Seminar - Learning Strategies to Reduce Label cost and Achieve High Accuracy

CIS Seminar
3:00 PM, Wednesday Apr. 1 2015
235 Weir Hall

Title: Learning Strategies to Reduce Label cost and Achieve High Accuracy

Abstract: This presentation examined several strategies to achieve high accuracy using as few labeled data as possible in different cases. Specifically, two fields of semi-supervised learning in machine learning -- active learning and co-training -- were extensively discussed. Multiple strategies for selecting unlabeled points for labeling in active learning were discussed, the most uncertain and "representative" points should be queried for an oracle to label. Co-training is a special semi-supervised learning, which utilizes two different views on data to augment the training set. Co-training algorithms were reviewed theoretically to address why and how co-training works. When two views are insufficient, large diversity ensures co-training outputs two near-optimal classifiers without suffering label noise and sampling bias. Last, ensemble methods are briefly reviewed. Boosted Random Forest is an improved ensemble method, which applied AdaBoost idea to general Random Forest, in which examples are weighted and each internal decision trees are also weighted. The details of boosted Random Forest was briefly reviewed.
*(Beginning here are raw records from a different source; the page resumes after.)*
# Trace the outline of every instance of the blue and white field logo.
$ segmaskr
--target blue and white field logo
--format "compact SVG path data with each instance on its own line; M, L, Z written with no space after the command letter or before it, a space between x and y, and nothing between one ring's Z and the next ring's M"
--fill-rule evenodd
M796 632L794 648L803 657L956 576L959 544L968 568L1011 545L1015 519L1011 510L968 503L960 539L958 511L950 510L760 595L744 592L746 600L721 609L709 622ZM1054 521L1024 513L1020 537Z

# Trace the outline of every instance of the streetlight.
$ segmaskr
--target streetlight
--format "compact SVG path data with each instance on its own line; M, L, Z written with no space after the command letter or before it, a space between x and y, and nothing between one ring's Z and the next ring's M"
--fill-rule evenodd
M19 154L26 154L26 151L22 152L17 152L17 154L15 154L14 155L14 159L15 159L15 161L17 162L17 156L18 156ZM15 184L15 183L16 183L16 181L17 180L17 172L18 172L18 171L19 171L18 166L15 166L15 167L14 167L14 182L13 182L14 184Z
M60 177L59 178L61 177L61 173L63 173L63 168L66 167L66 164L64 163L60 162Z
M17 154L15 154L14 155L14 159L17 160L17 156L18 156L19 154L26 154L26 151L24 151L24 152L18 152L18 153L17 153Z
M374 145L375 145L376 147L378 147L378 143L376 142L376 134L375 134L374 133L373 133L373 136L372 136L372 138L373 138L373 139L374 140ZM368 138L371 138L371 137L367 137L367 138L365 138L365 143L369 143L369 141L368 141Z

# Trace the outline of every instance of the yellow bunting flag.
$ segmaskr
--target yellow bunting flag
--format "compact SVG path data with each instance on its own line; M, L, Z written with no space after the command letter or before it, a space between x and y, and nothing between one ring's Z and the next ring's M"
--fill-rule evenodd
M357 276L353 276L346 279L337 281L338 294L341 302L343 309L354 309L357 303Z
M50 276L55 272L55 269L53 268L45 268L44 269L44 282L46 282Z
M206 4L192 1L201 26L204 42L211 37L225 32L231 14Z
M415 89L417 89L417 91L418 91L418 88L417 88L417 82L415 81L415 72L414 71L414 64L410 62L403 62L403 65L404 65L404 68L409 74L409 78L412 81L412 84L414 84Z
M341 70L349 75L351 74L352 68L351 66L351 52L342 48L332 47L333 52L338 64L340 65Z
Bio: Zhendong Zhao is a Ph.D. student in the Department of Computer and Information Science at the University of Mississippi, who is currently working for Dr. Dawn E. Wilkins and Dr. Yixin Chen.  He received his master degree in Computer Science in 2008 and his phd degree in Chemistry from the University of Mississippi in 2010. He previously worked as a postdoc research associate from July 2010 to August 2013 in the Department of Computer and Information Science at the University of Mississippi. His research interests include machine learning, data mining, large scale computing, web technologies.